Introduction

5.2 Resampling and Simulation

Who is this for?
Data science beginners, STEM students who want to move beyond “click in SPSS,” and self-taught programmers who need statistical rigor without pure math overload.

"Modern Statistics: A Computer-Based Approach with Python" by Kenett, Zacks, and Gedeck (Springer, 2022) provides a comprehensive, Python-based introduction to data science and statistical methods for advanced students. The text covers foundational to modern analytics using the mistat package and features over 40 real-world case studies. Access the code repository and solutions at gedek.github.io. Modern Statistics

import numpy as np
from sklearn.linear_model import LinearRegression
import matplotlib.pyplot as plt
  • It assumes you have Python installed and know how to run a Jupyter notebook or script – no hand-holding for environment setup.
  • Lighter on Bayesian inference than some might like, though the chapters on simulation set you up to explore it.
  • A few datasets are accessed via URLs that may change; check the book’s GitHub repository (mentioned in the preface) for updates.

Python for Inferential Statistics

They created formulas that were mathematically tractable—curves that could be drawn on a chalkboard, probabilities that could be looked up in a table at the back of a textbook. The t-test, ANOVA, linear regression—these were not just statistical methods; they were ingenious hacks designed to squeeze insight from data without the luxury of heavy computation. They relied on assumptions: normality, independence, homoscedasticity. The data had to fit the math, because the math couldn't bend to fit the data.

Step 3: Use the PDF as a Reference

Modern statistics PDFs excel as cookbooks. When you face a real problem (e.g., "How do I test if two non-normal distributions are different?"), open the PDF to the "Permutation Tests" chapter.

Read more

Modern Statistics A Computer-based Approach With Python Pdf Link

Introduction

5.2 Resampling and Simulation

  • Bootstrapping: Using Python to draw thousands of samples with replacement from a dataset to estimate confidence intervals.
  • Monte Carlo Simulation: Using random sampling to solve problems that might be deterministic in principle but are too complex for analytical solutions.

Who is this for?
Data science beginners, STEM students who want to move beyond “click in SPSS,” and self-taught programmers who need statistical rigor without pure math overload. modern statistics a computer-based approach with python pdf

"Modern Statistics: A Computer-Based Approach with Python" by Kenett, Zacks, and Gedeck (Springer, 2022) provides a comprehensive, Python-based introduction to data science and statistical methods for advanced students. The text covers foundational to modern analytics using the mistat package and features over 40 real-world case studies. Access the code repository and solutions at gedek.github.io. Modern Statistics Introduction 5

import numpy as np
from sklearn.linear_model import LinearRegression
import matplotlib.pyplot as plt
  • It assumes you have Python installed and know how to run a Jupyter notebook or script – no hand-holding for environment setup.
  • Lighter on Bayesian inference than some might like, though the chapters on simulation set you up to explore it.
  • A few datasets are accessed via URLs that may change; check the book’s GitHub repository (mentioned in the preface) for updates.

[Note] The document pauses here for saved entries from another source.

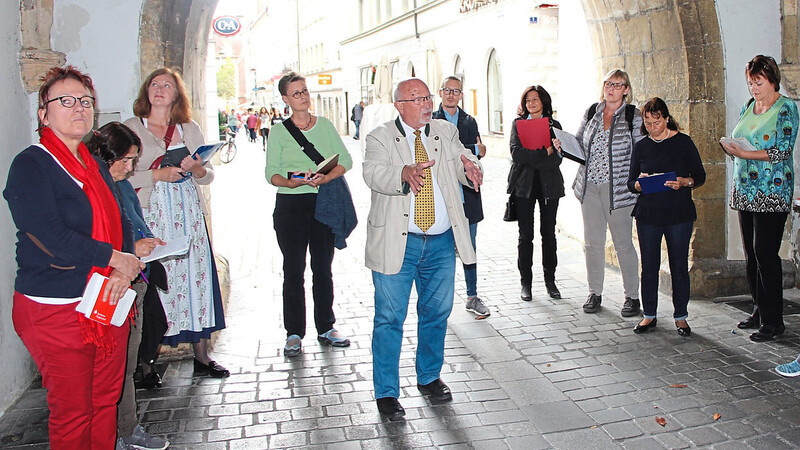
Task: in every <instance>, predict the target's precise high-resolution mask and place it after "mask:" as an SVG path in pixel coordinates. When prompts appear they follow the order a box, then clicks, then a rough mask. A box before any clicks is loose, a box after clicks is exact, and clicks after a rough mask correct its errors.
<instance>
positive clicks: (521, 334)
mask: <svg viewBox="0 0 800 450" xmlns="http://www.w3.org/2000/svg"><path fill="white" fill-rule="evenodd" d="M238 141H241V143H240V142H237V144H239V153H238V155H237V156H236V159H234V160H233V161H232V162H231V163H230V164H228V165H223V166H219V167H217V168H215V171H216V179H215V181H214V183H213V194H212V195H213V199H212V205H213V217H214V219H213V220H214V223H213V231H214V244H215V248H216V250H217V252H218V253H220V254H222V255H223V256H225V257H226V258H227V259H228V260H229V263H230V267H231V279H232V293H231V299H230V301H229V304H228V310H227V311H226V318H227V324H228V328H227V329H226V330H224V331H222V332H221V333H220V336H219V340H218V341H217V344H216V347H215V349H214V358H215V359H216V360H218V361H219V362H220V363H221V364H223V365H225V366H226V367H228V368H229V369H230V370H231V373H232V375H231V377H230V378H227V379H224V380H216V379H210V378H193V377H192V361H191V359H188V360H173V361H162V362H161V363H160V365H159V368H160V370H163V372H164V376H163V379H164V387H163V388H161V389H160V390H151V391H144V390H140V391H138V392H137V397H138V400H139V408H140V413H141V414H142V416H141V417H142V425H143V426H144V427H145V428H146V430H147V431H148V432H150V433H153V434H158V435H162V436H165V437H167V438H168V439H169V440H170V441H171V442H172V444H173V445H172V446H171V447H170V448H187V449H263V448H284V447H298V448H334V449H372V448H397V449H404V448H417V447H422V448H487V449H504V448H512V449H537V448H563V449H573V448H648V449H651V448H685V447H714V448H755V449H758V448H769V449H776V448H795V447H798V446H800V381H798V379H786V378H782V377H780V376H778V375H777V374H775V372H774V371H773V370H772V369H773V368H774V367H775V365H777V364H779V363H784V362H788V361H790V360H791V359H793V358H794V357H795V356H797V353H798V351H800V338H799V337H798V330H800V319H798V317H797V316H794V315H792V316H787V318H786V324H787V333H786V334H785V335H784V336H783V337H782V338H781V339H779V340H776V341H773V342H770V343H761V344H756V343H753V342H751V341H750V340H749V339H748V338H747V336H748V333H745V332H742V331H741V330H737V329H735V324H736V323H737V322H738V321H739V320H741V319H743V317H744V314H743V313H742V312H741V311H739V310H737V309H736V308H734V307H732V306H729V305H727V304H725V303H722V302H712V301H693V302H691V303H690V304H689V313H690V316H689V323H690V324H691V326H692V332H693V334H692V336H691V337H690V338H682V337H680V336H678V334H677V333H676V332H675V328H674V326H673V324H672V321H671V320H670V317H671V310H672V307H671V304H670V303H671V302H670V300H669V298H668V297H666V296H664V295H662V296H661V299H660V304H661V311H660V316H661V317H660V318H661V319H662V321H663V322H662V323H663V325H662V324H659V327H658V328H656V330H655V331H653V332H650V333H647V334H643V335H635V334H634V333H633V331H632V329H633V326H634V325H635V324H636V323H637V321H638V320H639V318H629V319H623V318H622V317H620V315H619V310H620V308H621V306H622V301H623V297H624V296H623V294H622V282H621V278H620V276H619V274H618V273H617V272H616V271H614V270H612V269H608V270H607V272H606V284H605V291H604V293H603V308H602V309H601V311H600V312H599V313H597V314H585V313H583V311H582V309H581V305H582V304H583V302H584V301H585V298H586V295H587V291H586V284H585V267H584V262H583V250H582V246H581V244H580V243H578V242H576V241H574V240H571V239H569V238H565V237H560V238H559V242H558V244H559V249H558V252H559V266H558V272H557V274H556V282H557V284H558V286H559V288H560V289H561V293H562V295H563V296H564V299H563V300H553V299H550V298H549V297H548V296H547V294H546V291H545V288H544V282H543V280H542V279H541V275H540V273H541V271H540V270H539V269H538V268H539V267H540V259H539V258H540V253H539V250H538V248H539V247H538V246H539V243H538V242H536V243H535V247H536V250H535V261H534V273H535V274H537V276H538V277H539V278H536V276H535V277H534V285H533V292H534V299H533V301H532V302H522V301H521V300H520V298H519V276H518V273H517V269H516V239H517V231H516V224H515V223H505V222H502V220H501V217H502V212H503V208H504V204H505V197H506V196H505V180H506V174H507V171H508V165H509V162H508V161H507V160H505V159H496V158H486V159H484V160H483V164H484V169H485V172H486V176H485V181H486V186H485V188H484V208H485V211H484V212H485V215H486V220H484V221H483V222H482V223H481V224H480V225H479V227H478V239H477V241H478V293H479V295H480V296H481V297H482V298H483V299H484V301H485V302H486V304H487V306H489V307H490V308H491V310H492V315H491V316H490V317H489V318H487V319H485V320H475V318H474V315H472V314H471V313H468V312H466V311H465V310H464V303H465V300H466V295H465V292H464V280H463V272H462V270H461V268H460V267H459V268H457V275H456V294H457V298H456V300H455V303H454V308H453V313H452V315H451V318H450V321H449V329H448V335H447V344H446V354H445V365H444V368H443V374H442V378H443V380H444V381H445V382H446V383H447V384H448V385H449V386H450V387H451V389H452V391H453V402H452V403H448V404H444V405H431V404H430V403H429V402H428V401H427V400H426V399H425V398H424V397H423V396H421V395H420V393H419V392H418V391H417V389H416V379H415V375H414V350H415V348H416V314H415V311H414V308H413V307H412V308H409V317H408V319H407V320H406V327H405V339H404V347H403V353H402V355H401V361H400V368H401V397H400V402H401V403H402V404H403V406H404V407H405V408H406V412H407V414H406V420H405V421H399V422H386V421H383V420H381V417H380V416H379V414H378V412H377V408H376V406H375V401H374V399H373V395H372V358H371V355H370V345H371V332H372V307H373V290H372V282H371V275H370V272H369V271H368V270H367V269H366V268H365V267H364V263H363V259H364V242H365V226H364V225H365V222H366V217H367V210H368V208H369V192H368V190H367V189H366V187H365V185H364V183H363V180H362V178H361V151H360V147H359V142H358V141H354V140H352V139H351V138H350V137H349V136H345V137H344V138H343V141H344V142H345V145H347V147H348V149H349V150H350V152H351V154H352V155H353V159H354V161H355V164H354V168H353V170H352V171H351V172H348V175H347V180H348V183H349V184H350V188H351V190H352V191H353V196H354V201H355V203H356V207H357V209H358V212H359V220H360V221H361V223H360V224H359V226H358V228H357V229H356V230H355V231H354V232H353V234H352V235H351V237H350V238H349V239H348V247H347V248H346V249H344V250H342V251H337V253H336V257H335V260H334V267H333V269H334V283H335V289H336V292H335V295H336V302H335V311H336V315H337V324H336V327H337V329H339V330H341V331H342V332H343V333H345V334H346V335H348V336H349V337H350V339H351V341H352V345H351V346H350V347H348V348H345V349H333V348H331V347H325V346H322V345H320V344H319V343H317V342H316V339H315V337H314V329H313V319H311V318H310V319H309V328H308V330H309V331H308V335H307V336H306V337H305V339H304V342H303V354H302V355H301V356H299V357H297V358H284V357H283V356H282V348H283V343H284V339H285V332H284V330H283V327H282V317H281V311H282V307H281V283H282V277H281V263H282V258H281V254H280V251H279V250H278V248H277V245H276V240H275V234H274V230H273V229H272V217H271V216H272V211H273V207H274V198H275V189H274V188H273V187H271V186H269V185H268V184H267V183H266V181H264V176H263V167H264V164H263V155H264V154H263V152H262V150H261V147H260V145H256V144H250V143H248V142H247V141H246V139H239V140H238ZM564 201H565V202H567V201H575V199H574V198H573V197H572V196H571V194H570V193H569V192H568V193H567V197H566V198H565V200H564ZM577 220H580V218H577ZM306 280H307V282H306V288H307V298H308V299H309V300H308V306H309V308H308V309H309V311H311V308H310V306H311V300H310V299H311V294H310V288H311V286H310V280H311V276H310V270H309V272H308V273H307V276H306ZM789 295H792V296H796V295H797V293H796V291H791V292H787V296H789ZM744 298H745V297H742V299H744ZM310 316H311V315H310V314H309V317H310ZM716 414H719V418H716V419H715V417H716V416H715V415H716ZM657 417H663V418H664V419H665V420H666V423H665V425H663V426H662V425H659V424H658V423H657V422H656V418H657ZM46 418H47V409H46V405H45V392H44V391H43V390H42V389H41V388H40V387H33V388H31V389H30V390H29V391H28V392H26V393H25V394H24V395H23V396H22V397H21V398H20V400H19V401H18V402H17V403H16V405H14V406H13V407H12V408H11V409H9V410H8V411H7V412H6V414H5V415H4V416H2V417H1V418H0V446H1V447H3V448H14V449H22V448H25V449H33V448H37V449H38V448H41V449H44V448H47V444H46V441H47V434H46Z"/></svg>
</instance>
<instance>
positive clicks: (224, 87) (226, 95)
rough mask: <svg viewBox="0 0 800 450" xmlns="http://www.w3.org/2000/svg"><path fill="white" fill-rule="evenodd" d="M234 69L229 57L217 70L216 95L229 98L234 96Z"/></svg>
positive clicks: (235, 71)
mask: <svg viewBox="0 0 800 450" xmlns="http://www.w3.org/2000/svg"><path fill="white" fill-rule="evenodd" d="M235 74H236V71H235V69H234V67H233V61H231V60H230V59H227V60H225V62H224V63H223V64H222V65H221V66H220V67H219V70H217V96H218V97H219V98H222V99H225V100H229V99H233V98H234V97H236V84H235V83H234V80H235Z"/></svg>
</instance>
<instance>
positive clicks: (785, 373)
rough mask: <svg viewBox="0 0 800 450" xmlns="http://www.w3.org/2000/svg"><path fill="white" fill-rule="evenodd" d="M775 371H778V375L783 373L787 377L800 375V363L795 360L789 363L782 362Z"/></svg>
mask: <svg viewBox="0 0 800 450" xmlns="http://www.w3.org/2000/svg"><path fill="white" fill-rule="evenodd" d="M775 372H778V375H783V376H785V377H790V378H791V377H798V376H800V363H798V362H797V360H795V361H792V362H790V363H789V364H781V365H780V366H778V367H776V368H775Z"/></svg>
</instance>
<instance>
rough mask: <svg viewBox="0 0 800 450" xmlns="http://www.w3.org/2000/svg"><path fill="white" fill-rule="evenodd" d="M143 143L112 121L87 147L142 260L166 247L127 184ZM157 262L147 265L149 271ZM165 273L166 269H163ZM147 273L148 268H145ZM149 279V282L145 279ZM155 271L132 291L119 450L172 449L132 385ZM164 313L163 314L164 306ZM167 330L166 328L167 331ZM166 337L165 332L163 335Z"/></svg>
mask: <svg viewBox="0 0 800 450" xmlns="http://www.w3.org/2000/svg"><path fill="white" fill-rule="evenodd" d="M141 146H142V142H141V141H140V140H139V137H138V136H137V135H136V133H134V132H133V131H132V130H131V129H130V128H128V127H126V126H125V125H123V124H121V123H119V122H110V123H107V124H105V125H103V126H102V127H100V129H99V130H97V132H95V133H94V134H93V135H92V138H91V139H90V140H89V142H88V143H87V144H86V147H87V148H88V149H89V151H90V152H91V153H92V154H93V155H95V156H97V157H98V158H100V159H102V160H103V162H105V163H106V165H107V166H108V171H109V173H110V174H111V177H112V178H113V179H114V184H115V185H116V188H117V193H118V195H119V198H120V200H121V201H122V204H123V206H124V210H125V214H126V216H127V217H128V219H129V220H130V222H131V226H132V229H131V230H123V231H124V232H130V233H131V235H130V236H129V239H132V240H133V241H135V245H134V249H135V254H136V256H137V257H139V258H143V257H145V256H148V255H150V253H152V252H153V249H155V248H156V246H157V245H164V244H165V242H164V241H162V240H161V239H159V238H156V237H154V236H153V233H152V232H151V231H150V229H149V228H148V227H147V225H146V224H145V223H144V216H143V214H142V207H141V206H140V205H139V199H138V198H137V197H136V192H135V191H134V189H133V186H132V185H131V183H130V182H129V181H128V179H127V178H128V176H129V175H130V174H131V173H132V172H133V170H134V168H135V167H136V161H137V160H138V159H139V149H140V148H141ZM153 264H159V265H160V263H158V262H154V263H151V264H148V269H149V268H150V266H151V265H153ZM161 270H162V271H163V268H162V269H161ZM145 271H147V269H145ZM145 276H147V277H148V278H147V281H145V279H144V277H145ZM155 278H156V277H155V276H153V272H152V271H149V272H147V273H146V274H145V273H144V272H143V273H142V275H141V276H139V277H137V278H136V280H135V281H134V283H133V290H134V291H136V300H135V304H136V306H135V308H134V309H133V321H132V327H131V332H130V335H129V336H128V342H127V344H128V351H127V355H128V356H127V361H126V363H125V381H124V384H123V387H122V398H121V399H120V401H119V405H118V408H117V410H118V411H117V435H118V437H117V446H116V449H117V450H127V449H131V450H133V449H165V448H167V447H168V446H169V441H167V440H166V439H164V438H161V437H158V436H153V435H152V434H150V433H148V432H146V431H144V428H142V426H141V425H139V420H138V418H137V415H136V388H135V386H134V382H133V372H134V370H135V369H136V366H137V364H136V362H137V359H138V355H139V344H140V343H141V341H142V326H143V318H144V314H145V313H144V309H145V308H146V307H149V305H146V304H145V303H144V296H145V295H144V294H145V291H146V290H147V283H154V282H156V280H155ZM157 306H158V308H159V309H161V311H160V312H161V314H163V313H164V311H163V308H162V306H161V304H160V303H159V304H158V305H157ZM164 330H166V328H164ZM162 336H163V332H162Z"/></svg>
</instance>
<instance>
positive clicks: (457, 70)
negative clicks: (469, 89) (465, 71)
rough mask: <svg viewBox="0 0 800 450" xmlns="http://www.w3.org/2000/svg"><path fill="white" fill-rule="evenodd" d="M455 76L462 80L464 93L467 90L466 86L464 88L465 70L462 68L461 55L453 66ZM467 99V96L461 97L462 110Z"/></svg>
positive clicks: (456, 57) (461, 82) (453, 69)
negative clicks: (461, 66) (464, 77)
mask: <svg viewBox="0 0 800 450" xmlns="http://www.w3.org/2000/svg"><path fill="white" fill-rule="evenodd" d="M453 75H454V76H456V77H458V78H459V79H460V80H461V89H462V91H463V90H464V89H466V86H464V68H463V67H461V55H456V62H455V63H454V64H453ZM466 98H467V96H466V95H464V96H463V97H461V109H464V101H465V99H466Z"/></svg>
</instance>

Python for Inferential Statistics

They created formulas that were mathematically tractable—curves that could be drawn on a chalkboard, probabilities that could be looked up in a table at the back of a textbook. The t-test, ANOVA, linear regression—these were not just statistical methods; they were ingenious hacks designed to squeeze insight from data without the luxury of heavy computation. They relied on assumptions: normality, independence, homoscedasticity. The data had to fit the math, because the math couldn't bend to fit the data. Bootstrapping: Using Python to draw thousands of samples

Step 3: Use the PDF as a Reference

Modern statistics PDFs excel as cookbooks. When you face a real problem (e.g., "How do I test if two non-normal distributions are different?"), open the PDF to the "Permutation Tests" chapter.